Vaya par de tarados.

¿Qué me importaba si no se preocupaban por mí?

Tomé otro trago.

—¿Hablas de Donovan o de Gamal? —inquirió Marianne.

—¿Tiene dos jefes? Yo me refiero al sabrosón.

—Pues los dos están muy sabrosos —repuso Marianne.

—¡Oh, cuánto extraño estar en la flor de la juventud!

—Basta las dos. No sean tan puercas. Ambos son mis jefes. Sobre todo Donovan. Siempre me ha dejado muy en claro que soy su empleada. Tan claro, que ni siquiera fue capaz de decirme por qué llegaría tan tarde hoy. No es que sea mi problema… —me serví otro vaso de ron y me lo tomé de un sorbo—, pero siendo tan debilucho y bueno para nada, cualquier cosa podría pasarle y yo no podría ayudarle. —Me llevé el vaso vacío a mi pecho. Al alzar la vista, me encontré con la mirada brillante e inquisidora de Marianne.

—¿Estás volviendo a sentir cosas por el joven Donovan? —cuestionó con una sonrisa maliciosa.

Negué, divertida.

—Estás demasiado borracha.

—Y tú también, pero no estoy ciega ni sorda. Por lo que dices, es evidente que comienzas a sentir cosas por él.

—¡No seas ridícula! —exclamé, molesta.

Mi teléfono comenzó a vibrar. Mi corazón se aceleró al ver que se trataba de Black. Lo tomé, lo apagué y lo lancé lejos de mí, con la respiración agitada. Miré a Marianne. Su sonrisa burlona se desvaneció al ver la desesperación destilando por cada poro de mi piel.

No podía volver a sentir cosas por Black.

No podía volver a entregarle mi corazón a quien lo había hecho añicos.

No podía cederle mis sentimientos a la persona que me había encargado de destrozar porque él no dudaría en volver a hacerme trizas.

Bajé mis hombros, rendida.

—Oh, mi pequeña Rouse. —Marianne se aproximó hacia mí y me enfundó en un abrazo cálido. Enterré mi rostro entre sus brazos, sintiéndome realmente vulnerable.

—No hablemos del tema, por favor. Déjame digerir mis emociones —le rogué.

—Será como gustes.

—Si quieres digerir emociones, necesitaremos algo más fuerte que ron —dijo Martha, poniéndose de pie—. Llamaré a George, tengo un vodka en casa que solo bebo en ocasiones especiales. ¡Imaginen que lo bebí cuando el idiota del padre de George nos abandonó! Y cuando me enteré de que tenía cáncer… —se tambaleó un poco—. ¡Le diré que lo mandé con alguien a domicilio!

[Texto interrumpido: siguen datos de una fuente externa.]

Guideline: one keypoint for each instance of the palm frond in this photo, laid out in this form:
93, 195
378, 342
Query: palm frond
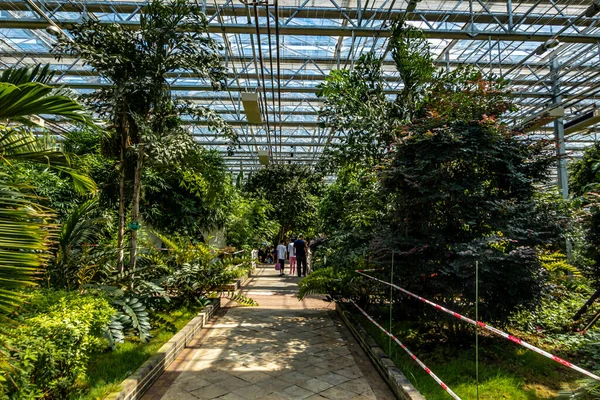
20, 144
34, 98
34, 73
26, 235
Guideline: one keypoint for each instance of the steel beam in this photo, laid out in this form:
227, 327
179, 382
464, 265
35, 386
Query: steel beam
301, 30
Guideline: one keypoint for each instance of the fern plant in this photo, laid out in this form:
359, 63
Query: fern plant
557, 265
329, 282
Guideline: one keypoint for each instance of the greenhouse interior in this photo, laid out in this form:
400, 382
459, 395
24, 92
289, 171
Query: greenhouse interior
299, 199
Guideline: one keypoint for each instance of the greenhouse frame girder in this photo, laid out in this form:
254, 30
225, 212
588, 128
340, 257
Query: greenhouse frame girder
500, 38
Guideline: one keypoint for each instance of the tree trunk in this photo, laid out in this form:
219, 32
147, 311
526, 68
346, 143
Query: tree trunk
121, 232
135, 204
587, 304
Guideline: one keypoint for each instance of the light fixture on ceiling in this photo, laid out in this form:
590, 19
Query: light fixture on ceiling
263, 157
54, 30
542, 118
412, 4
578, 124
549, 44
593, 9
251, 107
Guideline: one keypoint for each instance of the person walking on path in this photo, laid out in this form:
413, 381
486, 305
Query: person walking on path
300, 251
281, 250
292, 256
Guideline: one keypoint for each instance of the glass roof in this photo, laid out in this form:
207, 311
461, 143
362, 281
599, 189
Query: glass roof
501, 38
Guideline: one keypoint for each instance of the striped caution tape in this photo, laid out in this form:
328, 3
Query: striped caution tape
427, 370
489, 328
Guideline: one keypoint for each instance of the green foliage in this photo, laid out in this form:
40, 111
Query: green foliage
191, 282
250, 222
355, 109
584, 184
292, 190
189, 198
241, 299
73, 258
149, 128
326, 281
51, 347
106, 370
26, 226
437, 179
414, 63
462, 192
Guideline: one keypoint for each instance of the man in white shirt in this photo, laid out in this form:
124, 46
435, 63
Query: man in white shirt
292, 256
281, 250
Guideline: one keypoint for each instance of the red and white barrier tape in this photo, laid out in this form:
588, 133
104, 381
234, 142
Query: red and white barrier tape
427, 370
489, 328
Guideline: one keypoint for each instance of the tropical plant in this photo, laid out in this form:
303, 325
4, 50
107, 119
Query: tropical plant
172, 37
50, 349
79, 231
190, 198
250, 221
293, 191
26, 226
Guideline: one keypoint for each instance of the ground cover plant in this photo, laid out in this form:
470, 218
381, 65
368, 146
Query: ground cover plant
106, 370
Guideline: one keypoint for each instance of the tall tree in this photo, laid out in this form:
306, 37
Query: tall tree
293, 191
27, 227
172, 37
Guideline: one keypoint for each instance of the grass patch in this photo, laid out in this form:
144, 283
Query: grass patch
506, 371
107, 370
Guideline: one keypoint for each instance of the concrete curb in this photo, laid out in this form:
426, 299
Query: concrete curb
398, 383
141, 380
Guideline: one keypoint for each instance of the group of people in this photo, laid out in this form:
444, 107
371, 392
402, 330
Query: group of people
295, 253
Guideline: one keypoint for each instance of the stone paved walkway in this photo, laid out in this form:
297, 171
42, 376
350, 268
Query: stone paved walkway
283, 349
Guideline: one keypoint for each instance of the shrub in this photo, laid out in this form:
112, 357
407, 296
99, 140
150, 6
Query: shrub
51, 346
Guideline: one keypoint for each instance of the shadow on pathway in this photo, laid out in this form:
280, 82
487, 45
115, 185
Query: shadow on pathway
282, 349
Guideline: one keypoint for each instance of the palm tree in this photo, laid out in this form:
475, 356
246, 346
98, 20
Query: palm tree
26, 227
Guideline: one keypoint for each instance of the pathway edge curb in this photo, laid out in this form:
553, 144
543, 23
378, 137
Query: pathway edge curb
396, 380
142, 379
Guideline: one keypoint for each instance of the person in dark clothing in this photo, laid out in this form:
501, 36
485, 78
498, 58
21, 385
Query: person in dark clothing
300, 248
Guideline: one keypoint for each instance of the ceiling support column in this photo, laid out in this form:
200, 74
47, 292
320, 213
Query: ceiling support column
559, 132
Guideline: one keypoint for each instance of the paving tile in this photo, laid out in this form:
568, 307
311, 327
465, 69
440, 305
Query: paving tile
274, 384
234, 383
335, 393
315, 385
252, 376
274, 396
189, 385
350, 372
358, 386
281, 350
295, 377
296, 393
333, 378
215, 376
252, 392
178, 395
211, 391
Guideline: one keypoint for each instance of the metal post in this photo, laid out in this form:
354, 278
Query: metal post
559, 132
477, 326
391, 305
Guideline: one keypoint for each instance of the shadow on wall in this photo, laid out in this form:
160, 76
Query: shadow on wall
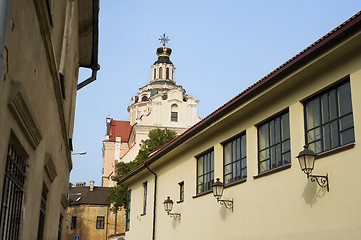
312, 193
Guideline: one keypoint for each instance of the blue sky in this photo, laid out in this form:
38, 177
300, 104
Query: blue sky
219, 49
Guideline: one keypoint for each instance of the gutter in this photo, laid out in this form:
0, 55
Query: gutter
4, 15
94, 66
154, 200
331, 39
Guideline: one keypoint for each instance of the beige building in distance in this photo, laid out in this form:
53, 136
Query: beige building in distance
159, 104
251, 144
42, 45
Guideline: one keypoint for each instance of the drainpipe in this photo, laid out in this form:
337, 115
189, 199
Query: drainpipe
155, 198
4, 15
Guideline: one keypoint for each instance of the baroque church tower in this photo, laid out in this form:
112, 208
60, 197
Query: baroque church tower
159, 104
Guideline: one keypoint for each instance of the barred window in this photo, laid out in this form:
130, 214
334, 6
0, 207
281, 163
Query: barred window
13, 190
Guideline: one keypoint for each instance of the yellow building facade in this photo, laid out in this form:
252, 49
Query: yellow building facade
251, 144
43, 44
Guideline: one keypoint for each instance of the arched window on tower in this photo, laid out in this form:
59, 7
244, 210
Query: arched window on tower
167, 73
174, 113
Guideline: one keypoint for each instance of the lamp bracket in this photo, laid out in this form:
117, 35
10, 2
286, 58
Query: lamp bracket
227, 203
176, 216
322, 181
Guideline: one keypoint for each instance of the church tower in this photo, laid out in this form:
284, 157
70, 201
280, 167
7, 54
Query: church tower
159, 104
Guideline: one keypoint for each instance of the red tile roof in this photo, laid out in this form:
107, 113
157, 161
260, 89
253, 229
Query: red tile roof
119, 129
328, 41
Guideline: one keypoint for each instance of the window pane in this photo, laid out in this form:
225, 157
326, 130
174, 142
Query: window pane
244, 173
272, 133
263, 137
314, 135
263, 155
228, 178
346, 122
227, 153
315, 146
286, 146
278, 155
285, 125
325, 109
243, 147
326, 136
277, 130
344, 99
286, 157
334, 135
273, 157
264, 166
333, 104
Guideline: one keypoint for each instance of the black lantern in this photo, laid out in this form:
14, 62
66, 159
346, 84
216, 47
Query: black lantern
217, 188
168, 206
307, 162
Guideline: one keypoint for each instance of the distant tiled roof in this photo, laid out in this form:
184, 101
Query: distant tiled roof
83, 196
119, 129
316, 49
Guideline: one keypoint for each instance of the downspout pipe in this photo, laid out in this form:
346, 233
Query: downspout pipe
155, 198
4, 15
92, 78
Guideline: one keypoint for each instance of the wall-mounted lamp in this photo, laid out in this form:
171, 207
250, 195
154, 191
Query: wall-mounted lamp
218, 192
168, 205
307, 161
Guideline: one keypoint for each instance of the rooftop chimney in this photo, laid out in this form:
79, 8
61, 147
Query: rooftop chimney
91, 186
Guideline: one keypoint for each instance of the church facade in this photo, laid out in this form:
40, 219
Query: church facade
159, 104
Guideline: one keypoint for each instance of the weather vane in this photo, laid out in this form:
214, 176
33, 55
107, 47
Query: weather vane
164, 39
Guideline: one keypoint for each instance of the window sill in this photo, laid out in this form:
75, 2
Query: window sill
235, 183
275, 170
335, 150
202, 194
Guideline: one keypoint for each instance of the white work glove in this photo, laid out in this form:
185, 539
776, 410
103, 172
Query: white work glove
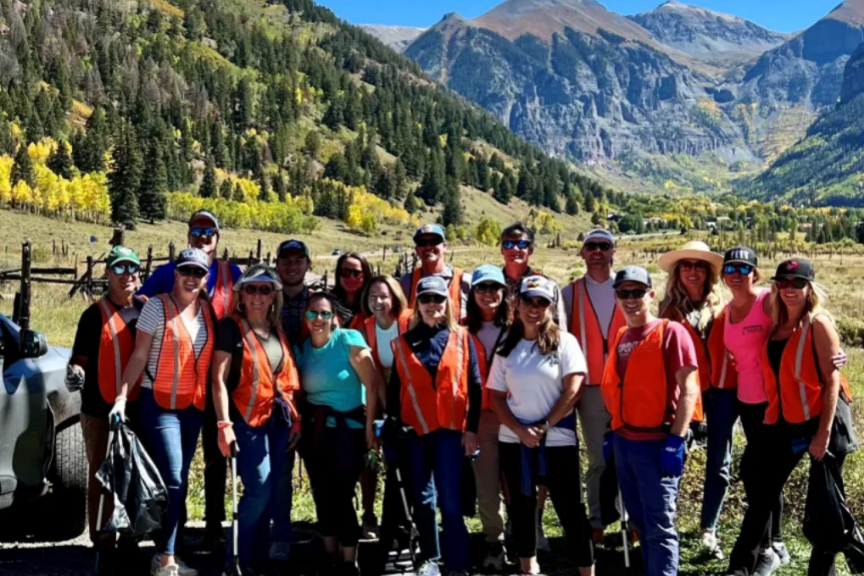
74, 378
117, 415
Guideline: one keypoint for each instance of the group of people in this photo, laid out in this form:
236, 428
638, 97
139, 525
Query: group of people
487, 371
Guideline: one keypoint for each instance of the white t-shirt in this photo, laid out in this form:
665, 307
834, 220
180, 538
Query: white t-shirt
534, 384
383, 339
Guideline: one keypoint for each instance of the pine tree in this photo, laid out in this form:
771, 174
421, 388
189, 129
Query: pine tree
23, 167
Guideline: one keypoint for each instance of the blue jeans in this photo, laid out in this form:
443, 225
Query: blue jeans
721, 413
262, 455
650, 499
436, 471
172, 436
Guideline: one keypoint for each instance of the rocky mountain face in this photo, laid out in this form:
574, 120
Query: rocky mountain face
719, 39
397, 37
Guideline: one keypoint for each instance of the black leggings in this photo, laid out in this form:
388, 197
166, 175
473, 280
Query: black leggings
757, 433
774, 469
564, 481
333, 488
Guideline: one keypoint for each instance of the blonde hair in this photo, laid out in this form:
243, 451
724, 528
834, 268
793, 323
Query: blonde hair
449, 316
814, 306
676, 303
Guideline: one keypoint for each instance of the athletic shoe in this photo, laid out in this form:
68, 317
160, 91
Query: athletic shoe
495, 557
711, 545
767, 564
429, 568
782, 553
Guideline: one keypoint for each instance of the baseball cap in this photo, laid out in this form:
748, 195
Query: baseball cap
193, 257
205, 215
488, 273
632, 274
430, 230
538, 286
432, 285
258, 273
741, 255
795, 268
295, 245
122, 254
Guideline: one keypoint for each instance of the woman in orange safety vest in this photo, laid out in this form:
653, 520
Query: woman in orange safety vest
436, 390
808, 401
693, 298
254, 380
173, 349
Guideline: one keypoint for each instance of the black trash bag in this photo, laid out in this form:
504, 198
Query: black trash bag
132, 479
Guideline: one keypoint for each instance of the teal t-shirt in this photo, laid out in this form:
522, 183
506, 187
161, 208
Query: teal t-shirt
327, 376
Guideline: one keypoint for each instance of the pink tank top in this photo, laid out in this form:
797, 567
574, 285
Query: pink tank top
746, 341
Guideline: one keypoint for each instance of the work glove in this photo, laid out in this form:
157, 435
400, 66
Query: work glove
607, 446
117, 416
74, 378
673, 456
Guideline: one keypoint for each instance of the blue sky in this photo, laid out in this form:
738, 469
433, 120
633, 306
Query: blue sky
779, 15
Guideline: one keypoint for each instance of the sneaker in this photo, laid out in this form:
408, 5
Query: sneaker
767, 564
711, 545
280, 551
782, 552
495, 557
429, 568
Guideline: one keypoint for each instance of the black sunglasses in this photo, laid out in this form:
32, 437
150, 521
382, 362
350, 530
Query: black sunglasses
431, 299
192, 271
201, 232
796, 283
252, 289
637, 293
511, 244
743, 269
602, 246
121, 269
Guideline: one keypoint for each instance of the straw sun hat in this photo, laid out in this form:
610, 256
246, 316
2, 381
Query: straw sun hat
693, 250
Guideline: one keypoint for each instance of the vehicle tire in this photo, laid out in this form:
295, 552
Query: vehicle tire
68, 497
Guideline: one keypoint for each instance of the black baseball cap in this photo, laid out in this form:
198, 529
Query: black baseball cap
741, 255
632, 274
795, 268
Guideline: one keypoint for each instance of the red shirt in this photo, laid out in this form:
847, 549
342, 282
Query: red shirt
678, 352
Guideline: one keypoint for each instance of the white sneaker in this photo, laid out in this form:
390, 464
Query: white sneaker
280, 551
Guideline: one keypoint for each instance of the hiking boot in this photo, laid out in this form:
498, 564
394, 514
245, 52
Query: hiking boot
767, 564
495, 557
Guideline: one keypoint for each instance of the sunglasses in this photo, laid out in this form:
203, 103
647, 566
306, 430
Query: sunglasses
697, 265
796, 283
602, 246
636, 293
520, 244
315, 314
743, 269
346, 273
487, 287
121, 269
200, 232
252, 289
431, 299
192, 271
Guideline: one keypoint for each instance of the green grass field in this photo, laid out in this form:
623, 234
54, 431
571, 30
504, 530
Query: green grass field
57, 316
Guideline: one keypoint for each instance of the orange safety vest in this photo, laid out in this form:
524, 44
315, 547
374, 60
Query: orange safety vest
798, 394
455, 290
253, 397
372, 338
180, 379
586, 327
642, 400
115, 348
427, 407
223, 290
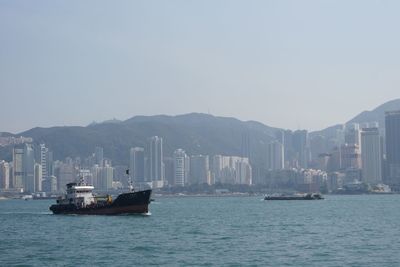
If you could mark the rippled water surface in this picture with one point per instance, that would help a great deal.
(208, 231)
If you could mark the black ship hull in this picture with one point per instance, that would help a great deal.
(306, 197)
(126, 203)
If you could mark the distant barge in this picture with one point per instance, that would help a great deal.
(314, 196)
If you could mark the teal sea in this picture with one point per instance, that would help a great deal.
(208, 231)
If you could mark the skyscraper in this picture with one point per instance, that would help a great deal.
(350, 157)
(199, 170)
(4, 175)
(99, 156)
(180, 167)
(136, 164)
(29, 168)
(106, 178)
(392, 132)
(155, 165)
(243, 171)
(275, 156)
(38, 177)
(18, 168)
(301, 148)
(43, 161)
(352, 134)
(371, 156)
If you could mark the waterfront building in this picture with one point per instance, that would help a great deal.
(106, 179)
(66, 174)
(199, 170)
(4, 175)
(243, 171)
(43, 160)
(350, 157)
(99, 156)
(50, 184)
(38, 177)
(371, 155)
(18, 168)
(155, 164)
(181, 167)
(137, 164)
(275, 156)
(392, 132)
(29, 168)
(301, 148)
(352, 134)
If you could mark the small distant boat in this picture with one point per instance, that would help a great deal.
(309, 196)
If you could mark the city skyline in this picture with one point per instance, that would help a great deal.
(86, 61)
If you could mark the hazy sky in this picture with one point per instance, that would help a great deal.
(290, 64)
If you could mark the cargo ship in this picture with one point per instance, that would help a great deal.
(80, 199)
(309, 196)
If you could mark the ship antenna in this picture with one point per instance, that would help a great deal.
(131, 189)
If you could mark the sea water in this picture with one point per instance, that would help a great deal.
(208, 231)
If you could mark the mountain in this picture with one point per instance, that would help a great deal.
(378, 114)
(375, 115)
(196, 133)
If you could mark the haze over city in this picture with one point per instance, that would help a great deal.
(287, 64)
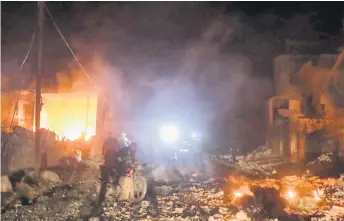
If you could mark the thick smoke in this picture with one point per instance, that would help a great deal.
(183, 61)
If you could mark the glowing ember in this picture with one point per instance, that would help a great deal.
(237, 194)
(70, 115)
(291, 194)
(316, 195)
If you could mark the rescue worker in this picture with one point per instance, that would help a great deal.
(123, 141)
(110, 151)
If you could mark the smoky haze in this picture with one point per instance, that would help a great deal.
(185, 60)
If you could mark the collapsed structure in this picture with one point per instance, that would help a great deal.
(305, 116)
(70, 111)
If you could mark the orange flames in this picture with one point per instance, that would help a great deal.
(70, 115)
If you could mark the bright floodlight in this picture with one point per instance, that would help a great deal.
(169, 133)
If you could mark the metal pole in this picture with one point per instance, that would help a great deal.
(38, 87)
(87, 110)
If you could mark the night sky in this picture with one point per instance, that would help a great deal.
(198, 56)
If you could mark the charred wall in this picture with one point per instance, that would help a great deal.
(18, 150)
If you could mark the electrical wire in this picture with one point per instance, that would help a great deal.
(334, 72)
(20, 92)
(23, 81)
(69, 47)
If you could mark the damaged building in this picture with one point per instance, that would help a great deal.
(68, 113)
(305, 115)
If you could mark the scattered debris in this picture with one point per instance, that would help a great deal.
(6, 185)
(50, 176)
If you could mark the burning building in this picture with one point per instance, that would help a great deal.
(71, 110)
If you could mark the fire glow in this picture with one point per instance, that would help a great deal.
(70, 115)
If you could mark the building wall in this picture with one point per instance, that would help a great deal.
(286, 67)
(18, 149)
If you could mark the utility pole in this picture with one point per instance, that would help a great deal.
(38, 151)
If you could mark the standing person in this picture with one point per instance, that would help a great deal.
(110, 151)
(123, 141)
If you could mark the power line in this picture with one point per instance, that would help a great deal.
(334, 72)
(23, 81)
(21, 89)
(69, 47)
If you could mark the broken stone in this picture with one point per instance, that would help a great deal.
(6, 185)
(241, 215)
(25, 190)
(50, 176)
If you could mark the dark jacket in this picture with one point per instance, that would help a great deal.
(110, 150)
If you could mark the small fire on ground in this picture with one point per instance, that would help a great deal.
(70, 115)
(297, 193)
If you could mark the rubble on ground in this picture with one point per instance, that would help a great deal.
(74, 197)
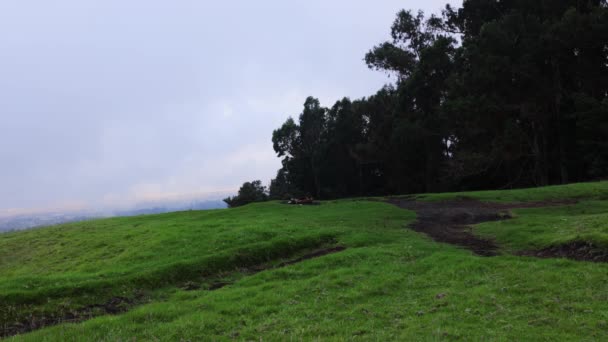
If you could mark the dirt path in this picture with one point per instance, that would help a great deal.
(450, 221)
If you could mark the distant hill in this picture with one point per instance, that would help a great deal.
(20, 222)
(411, 268)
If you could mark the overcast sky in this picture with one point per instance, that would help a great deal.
(111, 102)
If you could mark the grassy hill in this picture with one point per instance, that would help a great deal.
(271, 271)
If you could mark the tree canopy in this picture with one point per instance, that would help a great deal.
(495, 94)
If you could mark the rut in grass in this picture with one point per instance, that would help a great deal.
(118, 305)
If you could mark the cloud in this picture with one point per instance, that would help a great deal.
(111, 102)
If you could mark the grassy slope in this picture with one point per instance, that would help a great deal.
(383, 287)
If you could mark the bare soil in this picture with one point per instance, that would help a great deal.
(578, 250)
(450, 221)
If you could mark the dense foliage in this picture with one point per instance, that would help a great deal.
(496, 94)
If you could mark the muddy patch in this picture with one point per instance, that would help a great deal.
(578, 250)
(451, 221)
(113, 306)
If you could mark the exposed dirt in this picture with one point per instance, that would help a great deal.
(113, 306)
(117, 305)
(450, 221)
(578, 250)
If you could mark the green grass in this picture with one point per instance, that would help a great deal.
(538, 228)
(385, 286)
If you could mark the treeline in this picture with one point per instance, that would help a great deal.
(496, 94)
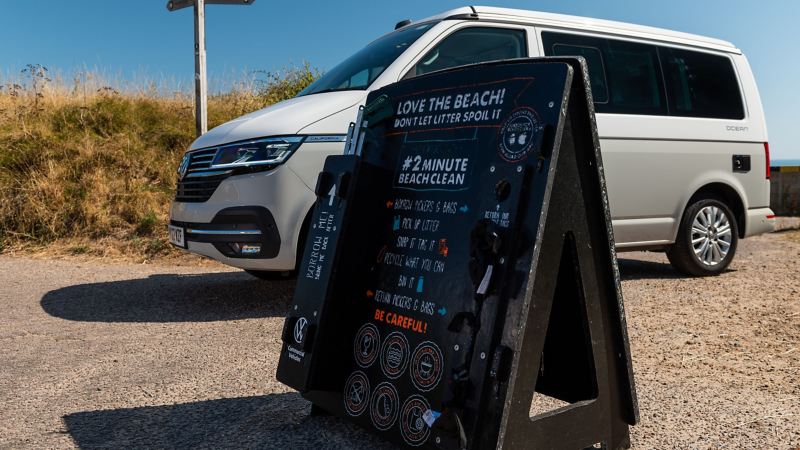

Me incorporé y la miré, enojada.

—¡Martha, ya no quiero alcohol! ¡Contrólate un poco!

—Santo cielo, ¡no había probado un vodka así desde que fui a Rusia para una gira en honor a Isadora Duncan, zamechatel'nyy! —exclamé, sintiéndome realmente vitalizada. Alcé el vaso—. ¡Salud!

—¡SALUD! —gritaron mis dos compañeras de copas al unísono. Apenas tomaron el alcohol de un trago, cayeron como palmeras en la mesa. Afortunadamente, pude poner mis manos antes y atajar sus cabezas de que pudieran sufrir una contusión cerebral.

Suspiré con desgana.

—Viejas borrachas que no aguantan nada… —murmuré. Sonreí con ternura al verlas. Se veían muy tranquilas dormidas—. Las quiero…

—¿Qué carajos piensa que está haciendo?

—¡AH! —respingué y me llevé una mano a pecho, asustada. Alcé la mirada, para buscar la fuente de aquella voz grave.

El alcohol de seguro ya había hecho efecto, porque la ilusión de un Black Donovan de pie frente a mí luciendo molesto, comenzó a hacerse presente.

Negué, divertida. Eso hizo enojar aún más a la ilusión de Black.

—Herrero, ¿qué cree que está haciendo? Todavía continúa en horario laboral.